Popular Flooring Products Offer Benefits Beyond Beauty Alone
As with any material or product related to the construction industry, flooring manufacturers have seen their marketshare shrink during the economic downturn. However, they also have reason to be optimistic as signs of a recovery begin to surface. During the worst of the downturn, many manufacturers took the time to evolve their products and manufacturing processes, achieve certification labels and educate their installers to ensure their segment gains the most traction as the economy improves. The carpet, wood, resilient flooring and polished concrete segments have much to share about the benefits of their respective flooring types and what their industries have done to gain marketshare in the coming months.
As the recession continues and manufacturing and other jobs make their way overseas, the carpet industry has plenty to boast about. “Ninety-eight percent plus of all the carpet sold in the U.S. is made right here in the U.S.,” explains Werner Braun, president of the Dalton, Ga.-based Carpet and Rug Institute, which represents manufacturers; associate manufacturers who produce carpet fiber, backing and glue; and associates, like carpet cleaners and installers. “About 85 percent of all the carpet made in the U.S. is made in Georgia and almost all the rest is made in California. It’s a U.S.-centric industry and we hope to keep it that way.”
U.S. carpet manufacturers are taking advantage of opportunities in other countries, however. For example, in June, Dalton-based Shaw Industries broke ground on a carpet-tile plant set to open just outside of Shanghai, China, in 2013. The facility is a major investment for the company and will employ the latest manufacturing technology, making Shaw a local brand in China.
The carpet industry has been an advocate for recycling and using recycled content in its products. In 2002, CRI and its members formed the Carpet America Recovery Effort, or CARE. “What we were attempting to do was facilitate creation of a new industry where none really existed,” Braun says. “That industry is now alive and well and made up of people who collect, sort post-consumer carpet, process and/or recycle it, and then compound it to go into various kinds of product.”
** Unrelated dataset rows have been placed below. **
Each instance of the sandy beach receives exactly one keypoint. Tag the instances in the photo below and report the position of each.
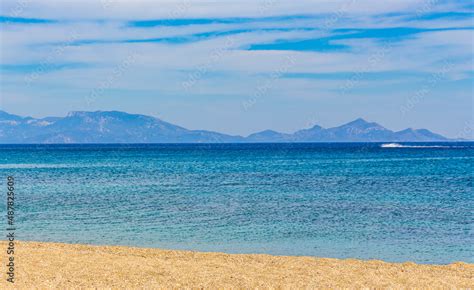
(56, 265)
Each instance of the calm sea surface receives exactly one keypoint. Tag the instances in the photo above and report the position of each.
(364, 201)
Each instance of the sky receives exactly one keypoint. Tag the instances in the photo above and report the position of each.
(242, 66)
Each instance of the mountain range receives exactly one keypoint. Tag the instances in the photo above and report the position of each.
(120, 127)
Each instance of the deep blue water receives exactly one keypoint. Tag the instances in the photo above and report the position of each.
(329, 200)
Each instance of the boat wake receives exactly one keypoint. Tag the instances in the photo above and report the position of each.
(397, 145)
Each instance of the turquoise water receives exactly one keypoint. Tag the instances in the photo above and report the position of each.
(331, 200)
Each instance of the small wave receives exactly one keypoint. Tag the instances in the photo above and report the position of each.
(397, 145)
(43, 165)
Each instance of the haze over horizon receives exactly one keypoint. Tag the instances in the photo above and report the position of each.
(241, 67)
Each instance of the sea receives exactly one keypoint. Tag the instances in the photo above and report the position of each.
(395, 202)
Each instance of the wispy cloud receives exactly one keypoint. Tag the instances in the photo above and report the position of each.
(69, 46)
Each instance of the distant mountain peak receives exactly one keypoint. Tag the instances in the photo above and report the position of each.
(122, 127)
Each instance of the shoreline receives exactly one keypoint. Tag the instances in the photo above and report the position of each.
(58, 265)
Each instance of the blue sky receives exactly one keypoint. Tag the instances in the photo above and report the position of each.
(243, 66)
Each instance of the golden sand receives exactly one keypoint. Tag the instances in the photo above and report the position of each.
(54, 265)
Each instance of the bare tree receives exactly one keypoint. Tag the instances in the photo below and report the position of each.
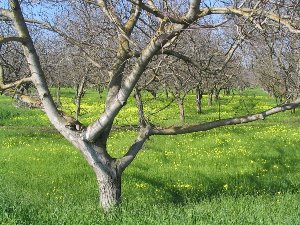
(132, 56)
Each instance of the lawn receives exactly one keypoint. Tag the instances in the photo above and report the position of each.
(245, 174)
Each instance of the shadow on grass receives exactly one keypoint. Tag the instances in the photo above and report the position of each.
(275, 175)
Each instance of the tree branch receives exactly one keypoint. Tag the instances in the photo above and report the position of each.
(94, 131)
(224, 122)
(12, 84)
(134, 149)
(4, 40)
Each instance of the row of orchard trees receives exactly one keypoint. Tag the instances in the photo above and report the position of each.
(74, 55)
(133, 45)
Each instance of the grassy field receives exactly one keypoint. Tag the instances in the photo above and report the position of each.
(246, 174)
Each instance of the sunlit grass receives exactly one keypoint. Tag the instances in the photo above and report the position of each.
(247, 174)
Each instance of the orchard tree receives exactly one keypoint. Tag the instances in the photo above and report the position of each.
(135, 48)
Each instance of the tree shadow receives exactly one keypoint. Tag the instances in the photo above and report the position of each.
(274, 175)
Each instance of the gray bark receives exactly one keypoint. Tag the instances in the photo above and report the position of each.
(199, 95)
(139, 102)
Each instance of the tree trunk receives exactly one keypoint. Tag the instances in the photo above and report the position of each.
(79, 95)
(199, 95)
(180, 103)
(58, 95)
(209, 100)
(216, 95)
(109, 190)
(139, 102)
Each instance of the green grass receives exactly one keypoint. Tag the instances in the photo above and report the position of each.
(247, 174)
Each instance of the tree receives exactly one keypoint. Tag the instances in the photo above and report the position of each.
(166, 21)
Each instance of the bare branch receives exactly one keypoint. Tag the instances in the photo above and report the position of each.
(135, 148)
(4, 40)
(12, 84)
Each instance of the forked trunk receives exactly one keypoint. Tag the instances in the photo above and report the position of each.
(109, 190)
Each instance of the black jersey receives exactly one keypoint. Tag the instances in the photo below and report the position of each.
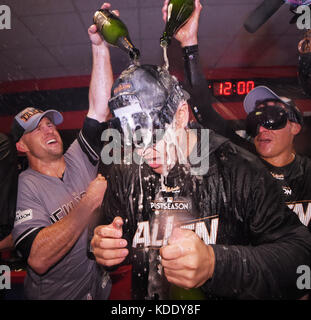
(235, 206)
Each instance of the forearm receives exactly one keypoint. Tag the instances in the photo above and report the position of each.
(101, 83)
(54, 241)
(6, 243)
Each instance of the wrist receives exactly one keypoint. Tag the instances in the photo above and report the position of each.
(190, 51)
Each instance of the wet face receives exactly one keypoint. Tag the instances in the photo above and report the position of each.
(44, 142)
(160, 157)
(275, 143)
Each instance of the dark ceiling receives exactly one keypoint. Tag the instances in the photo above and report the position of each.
(48, 38)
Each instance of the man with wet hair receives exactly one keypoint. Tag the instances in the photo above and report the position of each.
(197, 211)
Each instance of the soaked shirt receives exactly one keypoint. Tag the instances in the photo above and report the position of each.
(235, 207)
(293, 179)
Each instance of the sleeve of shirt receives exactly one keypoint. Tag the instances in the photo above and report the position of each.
(30, 218)
(279, 244)
(8, 184)
(90, 138)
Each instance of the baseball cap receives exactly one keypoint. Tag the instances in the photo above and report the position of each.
(262, 93)
(29, 118)
(145, 97)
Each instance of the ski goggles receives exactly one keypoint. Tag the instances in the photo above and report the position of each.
(269, 117)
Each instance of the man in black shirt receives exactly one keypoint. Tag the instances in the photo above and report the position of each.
(273, 144)
(191, 208)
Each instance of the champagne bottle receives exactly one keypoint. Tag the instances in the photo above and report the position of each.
(115, 32)
(178, 12)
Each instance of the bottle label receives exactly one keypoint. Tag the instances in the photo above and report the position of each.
(169, 11)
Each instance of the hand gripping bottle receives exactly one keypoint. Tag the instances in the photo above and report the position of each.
(115, 32)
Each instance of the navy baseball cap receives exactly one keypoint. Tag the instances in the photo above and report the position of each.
(29, 118)
(262, 93)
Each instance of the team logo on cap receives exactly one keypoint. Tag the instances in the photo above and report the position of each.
(28, 113)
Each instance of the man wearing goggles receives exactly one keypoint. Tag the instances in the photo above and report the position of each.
(273, 122)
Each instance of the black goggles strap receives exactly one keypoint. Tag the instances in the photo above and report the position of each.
(269, 117)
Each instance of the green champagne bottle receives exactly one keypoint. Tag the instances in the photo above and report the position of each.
(177, 293)
(115, 32)
(178, 12)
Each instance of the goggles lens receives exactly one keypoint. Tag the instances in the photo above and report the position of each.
(269, 117)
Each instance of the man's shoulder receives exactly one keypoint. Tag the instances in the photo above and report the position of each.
(233, 155)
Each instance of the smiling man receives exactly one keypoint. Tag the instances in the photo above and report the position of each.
(59, 193)
(217, 224)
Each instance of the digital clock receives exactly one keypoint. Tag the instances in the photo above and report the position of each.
(229, 88)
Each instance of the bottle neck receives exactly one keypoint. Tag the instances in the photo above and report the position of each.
(125, 44)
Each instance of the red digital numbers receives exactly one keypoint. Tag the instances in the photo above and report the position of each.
(228, 88)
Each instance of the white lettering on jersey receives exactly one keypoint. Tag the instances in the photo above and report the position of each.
(61, 212)
(22, 216)
(304, 216)
(143, 237)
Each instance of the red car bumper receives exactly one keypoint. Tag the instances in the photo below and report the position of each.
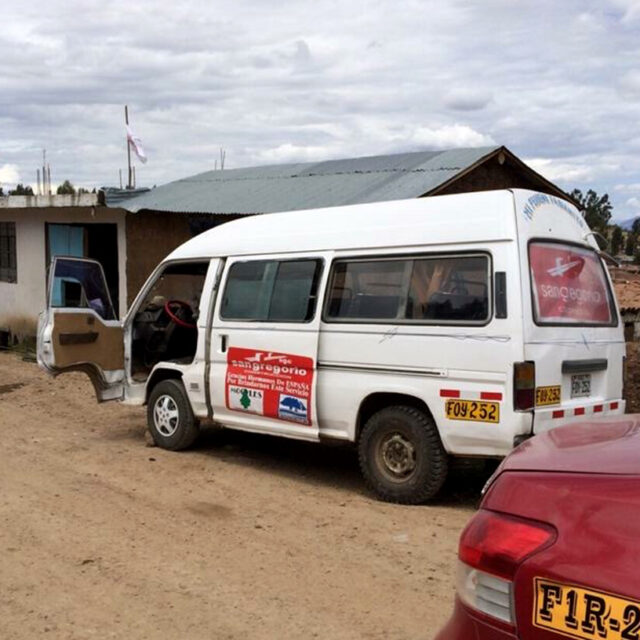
(463, 625)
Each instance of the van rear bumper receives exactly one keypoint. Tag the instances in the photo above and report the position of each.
(577, 411)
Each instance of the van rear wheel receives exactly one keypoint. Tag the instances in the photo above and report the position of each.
(401, 455)
(169, 416)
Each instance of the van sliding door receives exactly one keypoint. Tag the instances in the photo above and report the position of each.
(265, 345)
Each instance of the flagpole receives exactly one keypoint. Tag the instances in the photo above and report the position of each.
(126, 121)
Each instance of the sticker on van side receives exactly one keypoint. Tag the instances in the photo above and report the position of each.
(275, 385)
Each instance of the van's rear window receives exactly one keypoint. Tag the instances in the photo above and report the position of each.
(569, 285)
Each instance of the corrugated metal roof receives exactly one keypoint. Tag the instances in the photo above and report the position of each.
(290, 187)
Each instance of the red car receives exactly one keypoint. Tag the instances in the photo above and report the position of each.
(553, 551)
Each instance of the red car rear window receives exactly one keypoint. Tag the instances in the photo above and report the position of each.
(569, 285)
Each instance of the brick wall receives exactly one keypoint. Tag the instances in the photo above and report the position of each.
(150, 237)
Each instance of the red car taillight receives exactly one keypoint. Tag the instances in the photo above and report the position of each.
(524, 386)
(492, 547)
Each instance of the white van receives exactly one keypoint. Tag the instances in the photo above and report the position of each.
(418, 329)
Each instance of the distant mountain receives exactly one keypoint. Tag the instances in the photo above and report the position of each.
(626, 224)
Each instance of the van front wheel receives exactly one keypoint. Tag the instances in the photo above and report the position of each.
(169, 416)
(401, 455)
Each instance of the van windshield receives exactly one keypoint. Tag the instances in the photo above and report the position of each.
(569, 286)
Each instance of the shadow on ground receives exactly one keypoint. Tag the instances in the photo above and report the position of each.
(334, 465)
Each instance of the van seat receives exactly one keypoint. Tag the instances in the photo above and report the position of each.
(455, 306)
(369, 306)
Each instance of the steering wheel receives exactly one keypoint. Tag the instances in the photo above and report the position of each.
(175, 307)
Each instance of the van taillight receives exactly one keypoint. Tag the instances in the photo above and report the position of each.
(492, 547)
(524, 386)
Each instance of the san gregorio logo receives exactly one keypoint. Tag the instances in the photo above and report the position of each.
(569, 268)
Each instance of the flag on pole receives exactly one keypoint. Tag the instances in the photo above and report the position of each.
(136, 145)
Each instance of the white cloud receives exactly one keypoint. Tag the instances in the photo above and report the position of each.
(560, 171)
(466, 99)
(9, 175)
(456, 135)
(558, 82)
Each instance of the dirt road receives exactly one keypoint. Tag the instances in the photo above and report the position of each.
(243, 537)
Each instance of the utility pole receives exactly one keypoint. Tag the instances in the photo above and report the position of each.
(126, 121)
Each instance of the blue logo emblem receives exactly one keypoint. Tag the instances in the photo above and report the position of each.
(292, 408)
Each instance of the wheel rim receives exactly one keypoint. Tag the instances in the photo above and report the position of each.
(397, 457)
(166, 416)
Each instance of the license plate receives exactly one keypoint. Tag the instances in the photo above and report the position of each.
(581, 385)
(547, 395)
(472, 410)
(585, 613)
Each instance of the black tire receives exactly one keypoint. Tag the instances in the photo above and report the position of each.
(169, 416)
(401, 455)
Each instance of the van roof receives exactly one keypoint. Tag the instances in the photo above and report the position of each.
(461, 218)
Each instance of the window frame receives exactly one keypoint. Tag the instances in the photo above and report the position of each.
(615, 316)
(12, 252)
(316, 284)
(405, 288)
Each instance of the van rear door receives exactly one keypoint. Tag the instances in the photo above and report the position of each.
(572, 329)
(79, 330)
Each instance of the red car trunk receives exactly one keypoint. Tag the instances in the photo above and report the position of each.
(585, 481)
(571, 496)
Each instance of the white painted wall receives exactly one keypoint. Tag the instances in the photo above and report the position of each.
(26, 298)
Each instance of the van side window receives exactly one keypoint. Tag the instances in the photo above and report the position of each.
(271, 291)
(439, 289)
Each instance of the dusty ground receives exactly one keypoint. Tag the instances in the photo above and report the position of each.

Braun says CARE’s members have recycled more than 3 billion pounds of carpet since the organization was established. He adds: “We’re extremely proud of what that industry has done. There are more than 100 collectors and processors across the U.S., and during this economic downturn we lost very few of those people, which speaks volumes to the economic viability of this new industry.”
Braun says modular tiles are outpacing broadloom carpet in the marketplace because of their benefits in commercial applications. For example, in floors that feature underfloor air distribution systems, modular tiles easily can be removed if the UFAD needs to be accessed.